As a Digestif After a Rich Meal
Manifest was built for this occasion. A 30ml pour after a heavy meal performs the classic digestif function - the botanical bitterness stimulates digestive processes and the complexity gives you something to sip slowly. This is how the original Jägermeister was intended to be consumed in Germany in 1934, and Manifest takes that tradition and elevates it.
Food Pairing
Natural Pairings
• Dark chocolate and orange - the dried fruit, vanilla, and oak in Manifest pair beautifully with quality dark chocolate, particularly varieties with orange or dried fruit notes.
• Aged cheese - the herbal bitterness cuts through rich dairy. A well-aged cheddar or gouda works particularly well alongside Manifest's complexity.
• Charcuterie and cured meats - the botanical profile and oak-derived tannins give Manifest a structural quality that complements the savoury, fatty character of cured meats.
• Raisins and dried apricots - the dried fruit notes in Manifest itself make fresh dried fruit a natural pairing that amplifies those characteristics.
Indian Context
• Dry fruit and nut mithai - the dried fruit botanical notes in Manifest mirror the character of high-quality dry fruit-based Indian sweets. An unusual but genuinely interesting pairing.
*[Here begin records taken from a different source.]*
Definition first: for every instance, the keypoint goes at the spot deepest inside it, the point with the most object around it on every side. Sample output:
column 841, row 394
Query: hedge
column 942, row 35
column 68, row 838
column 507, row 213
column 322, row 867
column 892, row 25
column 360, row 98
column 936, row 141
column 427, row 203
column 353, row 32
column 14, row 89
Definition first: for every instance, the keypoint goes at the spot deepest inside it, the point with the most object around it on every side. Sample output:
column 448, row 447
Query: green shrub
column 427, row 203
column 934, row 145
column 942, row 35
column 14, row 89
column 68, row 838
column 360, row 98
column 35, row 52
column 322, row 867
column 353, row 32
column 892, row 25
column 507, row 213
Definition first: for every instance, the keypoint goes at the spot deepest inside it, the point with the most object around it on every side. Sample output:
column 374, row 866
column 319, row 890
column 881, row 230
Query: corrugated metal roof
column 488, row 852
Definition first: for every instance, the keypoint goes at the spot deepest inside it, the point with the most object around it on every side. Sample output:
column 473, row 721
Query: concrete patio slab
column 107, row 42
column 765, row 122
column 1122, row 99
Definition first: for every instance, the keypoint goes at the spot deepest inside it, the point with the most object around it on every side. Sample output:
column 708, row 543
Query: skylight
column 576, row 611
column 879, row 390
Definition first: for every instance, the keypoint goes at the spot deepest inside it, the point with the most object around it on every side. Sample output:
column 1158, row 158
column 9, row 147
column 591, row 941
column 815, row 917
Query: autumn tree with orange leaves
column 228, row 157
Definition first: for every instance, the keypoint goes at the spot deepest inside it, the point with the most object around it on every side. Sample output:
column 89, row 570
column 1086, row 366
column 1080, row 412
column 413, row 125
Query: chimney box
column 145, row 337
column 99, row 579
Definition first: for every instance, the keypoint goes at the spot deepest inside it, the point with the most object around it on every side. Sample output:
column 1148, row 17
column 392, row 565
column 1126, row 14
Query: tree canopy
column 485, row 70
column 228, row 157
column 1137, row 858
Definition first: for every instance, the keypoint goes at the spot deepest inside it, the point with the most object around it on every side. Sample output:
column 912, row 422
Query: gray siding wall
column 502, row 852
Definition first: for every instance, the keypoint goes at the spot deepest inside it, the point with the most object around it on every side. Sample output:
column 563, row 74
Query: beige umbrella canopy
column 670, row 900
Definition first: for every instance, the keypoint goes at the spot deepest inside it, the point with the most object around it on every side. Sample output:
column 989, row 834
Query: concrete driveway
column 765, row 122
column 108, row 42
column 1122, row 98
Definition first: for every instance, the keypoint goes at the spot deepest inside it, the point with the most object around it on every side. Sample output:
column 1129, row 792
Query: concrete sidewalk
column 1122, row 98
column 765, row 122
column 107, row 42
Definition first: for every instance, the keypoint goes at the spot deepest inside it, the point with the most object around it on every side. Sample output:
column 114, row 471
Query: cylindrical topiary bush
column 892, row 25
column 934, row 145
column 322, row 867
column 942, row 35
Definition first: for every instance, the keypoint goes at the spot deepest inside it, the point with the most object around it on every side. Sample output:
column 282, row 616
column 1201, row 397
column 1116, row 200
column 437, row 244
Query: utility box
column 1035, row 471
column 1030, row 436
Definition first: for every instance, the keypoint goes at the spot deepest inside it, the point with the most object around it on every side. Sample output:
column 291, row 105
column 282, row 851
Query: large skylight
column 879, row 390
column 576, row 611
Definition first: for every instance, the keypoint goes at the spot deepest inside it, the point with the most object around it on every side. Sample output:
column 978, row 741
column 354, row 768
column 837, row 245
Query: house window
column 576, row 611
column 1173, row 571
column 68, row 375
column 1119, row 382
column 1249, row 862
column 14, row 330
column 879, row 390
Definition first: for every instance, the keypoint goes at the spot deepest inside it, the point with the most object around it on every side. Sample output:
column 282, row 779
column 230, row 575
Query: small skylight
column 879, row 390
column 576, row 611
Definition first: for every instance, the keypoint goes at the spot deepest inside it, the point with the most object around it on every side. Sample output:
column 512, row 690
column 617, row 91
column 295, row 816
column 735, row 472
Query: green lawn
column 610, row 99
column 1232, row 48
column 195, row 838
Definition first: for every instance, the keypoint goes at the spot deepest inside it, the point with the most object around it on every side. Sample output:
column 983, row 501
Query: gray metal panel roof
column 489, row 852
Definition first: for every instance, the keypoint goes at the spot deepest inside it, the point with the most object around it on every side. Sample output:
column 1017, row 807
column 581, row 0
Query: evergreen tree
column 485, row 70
• Aged or smoked paneer preparations - the oak structure and herbal complexity of Manifest can complement the smokiness of tandoor-cooked paneer.
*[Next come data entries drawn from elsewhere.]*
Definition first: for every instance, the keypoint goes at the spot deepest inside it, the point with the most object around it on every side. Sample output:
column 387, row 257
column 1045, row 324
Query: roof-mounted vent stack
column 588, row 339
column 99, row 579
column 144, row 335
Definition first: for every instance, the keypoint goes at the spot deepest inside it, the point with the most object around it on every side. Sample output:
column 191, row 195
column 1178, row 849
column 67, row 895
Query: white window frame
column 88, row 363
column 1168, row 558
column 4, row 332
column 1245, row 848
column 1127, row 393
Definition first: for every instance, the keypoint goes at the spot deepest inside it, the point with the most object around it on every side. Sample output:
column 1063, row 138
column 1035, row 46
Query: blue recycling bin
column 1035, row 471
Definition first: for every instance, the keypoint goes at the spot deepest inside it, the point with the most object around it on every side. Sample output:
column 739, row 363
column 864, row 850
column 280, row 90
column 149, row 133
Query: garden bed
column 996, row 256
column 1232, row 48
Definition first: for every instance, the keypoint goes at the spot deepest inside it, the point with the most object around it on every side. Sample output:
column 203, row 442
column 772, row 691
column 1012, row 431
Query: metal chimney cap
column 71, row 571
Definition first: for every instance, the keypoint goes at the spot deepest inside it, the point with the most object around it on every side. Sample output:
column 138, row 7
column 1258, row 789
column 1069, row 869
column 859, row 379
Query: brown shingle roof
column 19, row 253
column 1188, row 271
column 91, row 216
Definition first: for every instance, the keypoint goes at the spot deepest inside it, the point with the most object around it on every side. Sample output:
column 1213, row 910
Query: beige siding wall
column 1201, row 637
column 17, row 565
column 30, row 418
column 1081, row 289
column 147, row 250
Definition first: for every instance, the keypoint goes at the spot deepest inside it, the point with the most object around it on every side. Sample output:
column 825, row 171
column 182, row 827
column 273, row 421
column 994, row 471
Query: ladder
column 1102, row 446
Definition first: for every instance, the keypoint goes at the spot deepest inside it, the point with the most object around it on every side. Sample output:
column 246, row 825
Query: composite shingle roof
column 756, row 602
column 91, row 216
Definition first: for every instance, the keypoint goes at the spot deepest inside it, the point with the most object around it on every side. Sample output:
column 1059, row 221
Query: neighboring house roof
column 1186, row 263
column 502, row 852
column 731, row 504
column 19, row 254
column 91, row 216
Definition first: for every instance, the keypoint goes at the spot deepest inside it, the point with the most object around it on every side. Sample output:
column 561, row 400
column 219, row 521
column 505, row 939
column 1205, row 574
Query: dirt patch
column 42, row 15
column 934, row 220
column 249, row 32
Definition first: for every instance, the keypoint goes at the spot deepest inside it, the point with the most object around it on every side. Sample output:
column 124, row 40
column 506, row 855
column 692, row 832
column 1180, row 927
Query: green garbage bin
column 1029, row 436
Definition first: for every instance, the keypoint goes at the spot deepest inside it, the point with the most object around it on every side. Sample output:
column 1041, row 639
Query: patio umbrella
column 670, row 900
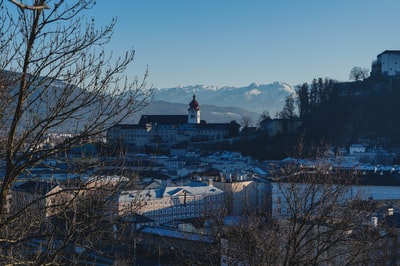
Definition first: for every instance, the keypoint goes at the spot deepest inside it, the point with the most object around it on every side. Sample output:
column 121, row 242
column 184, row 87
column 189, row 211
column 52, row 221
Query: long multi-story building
column 171, row 129
column 173, row 202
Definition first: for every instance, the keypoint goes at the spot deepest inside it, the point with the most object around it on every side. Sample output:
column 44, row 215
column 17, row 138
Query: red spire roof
column 194, row 104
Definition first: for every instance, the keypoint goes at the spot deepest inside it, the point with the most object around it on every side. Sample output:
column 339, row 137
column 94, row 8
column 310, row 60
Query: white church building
column 171, row 129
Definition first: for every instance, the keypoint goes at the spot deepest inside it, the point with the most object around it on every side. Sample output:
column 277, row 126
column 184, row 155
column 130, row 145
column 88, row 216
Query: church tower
column 194, row 112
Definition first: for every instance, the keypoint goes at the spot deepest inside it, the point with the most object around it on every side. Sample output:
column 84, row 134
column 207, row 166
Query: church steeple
column 194, row 112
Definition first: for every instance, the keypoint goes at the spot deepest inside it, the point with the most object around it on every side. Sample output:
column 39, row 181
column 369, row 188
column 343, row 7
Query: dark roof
column 36, row 187
column 389, row 52
column 163, row 119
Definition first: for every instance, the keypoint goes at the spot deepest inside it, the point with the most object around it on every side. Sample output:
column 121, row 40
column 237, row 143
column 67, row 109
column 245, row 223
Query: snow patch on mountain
column 255, row 97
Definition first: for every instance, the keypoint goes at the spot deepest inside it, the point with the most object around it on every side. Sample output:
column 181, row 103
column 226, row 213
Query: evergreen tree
column 303, row 99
• Cardamom-based desserts - cardamom is present as a botanical note in Manifest, and desserts built around it create a resonant pairing.
Who Should Try This
• Occasional drinkers who have already explored the original Jägermeister and want to understand what premium production techniques actually change about a spirit.
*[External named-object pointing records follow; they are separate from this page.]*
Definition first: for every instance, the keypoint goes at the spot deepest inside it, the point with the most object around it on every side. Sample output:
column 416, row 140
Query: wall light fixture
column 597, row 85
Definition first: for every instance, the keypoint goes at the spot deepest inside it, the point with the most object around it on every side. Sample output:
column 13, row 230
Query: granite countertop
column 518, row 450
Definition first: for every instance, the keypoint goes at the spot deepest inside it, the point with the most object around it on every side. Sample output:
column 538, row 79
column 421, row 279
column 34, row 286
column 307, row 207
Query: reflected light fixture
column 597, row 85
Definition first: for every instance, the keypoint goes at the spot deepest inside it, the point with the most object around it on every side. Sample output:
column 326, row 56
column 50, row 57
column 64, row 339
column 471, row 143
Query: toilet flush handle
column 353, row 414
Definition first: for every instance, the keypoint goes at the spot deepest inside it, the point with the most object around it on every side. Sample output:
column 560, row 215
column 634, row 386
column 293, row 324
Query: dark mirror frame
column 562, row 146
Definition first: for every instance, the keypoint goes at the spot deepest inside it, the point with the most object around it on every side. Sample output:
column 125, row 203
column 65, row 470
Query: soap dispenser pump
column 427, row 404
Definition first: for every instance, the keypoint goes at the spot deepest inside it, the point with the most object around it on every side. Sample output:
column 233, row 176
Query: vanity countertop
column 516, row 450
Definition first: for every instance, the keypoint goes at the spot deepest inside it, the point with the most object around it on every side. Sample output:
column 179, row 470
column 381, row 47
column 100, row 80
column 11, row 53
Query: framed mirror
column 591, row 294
• Whisky drinkers or anyone who appreciates oak-matured spirits and botanical complexity - Manifest's dual-cask maturation gives it a character that will be familiar and appealing to anyone who enjoys premium blended Scotch or complex herbal amari.
• People who dismissed Jägermeister based on the shot culture around the Original - Manifest is a genuinely different product designed for a completely different occasion.
• Home bar enthusiasts who want a premium herbal liqueur for cocktails - Manifest works as an Old Fashioned modifier or a digestif-style cocktail base in ways the Original cannot.
Similar Bottles
Chartreuse VEP Green (France)
The benchmark for super-premium herbal liqueurs globally. Made by Carthusian monks from 130 botanicals and aged for years, Green VEP is significantly more complex and more expensive than Manifest, but sits in the same category of genuinely premium botanical spirits designed for slow sipping.
Amaro Montenegro (Italy)
An Italian herbal liqueur at 23% ABV with a sweet, dried orange, and botanical profile. Softer and lower in ABV than Manifest, but shares the philosophy of botanical complexity and digestif function.
Bénédictine DOM (France)
A French herbal liqueur made from 27 plants and spices at 40% ABV. Noticeably sweeter than Manifest and built on a brandy base rather than wheat distillate, but a useful comparison to understand how different distillate bases and botanical combinations produce distinct herbal liqueur profiles.
Jägermeister Original
The direct comparison. Drinking the Original and then Manifest back to back in small measures is the most educational way to understand what the additional production complexity actually adds. The shared botanical DNA is audible in both, but everything else is different in character and register.
Responsible Drinking
Jägermeister Manifest contains 38% alcohol by volume, which is meaningfully higher than most herbal liqueurs and equivalent to a standard strength spirit. Because it is designed to be sipped slowly, it is easy to lose track of how much you have consumed over a long evening. OccassionalDrinker.com recommends keeping measures small, alternating with water, and eating before and during any tasting session. Do not drive after consuming alcohol.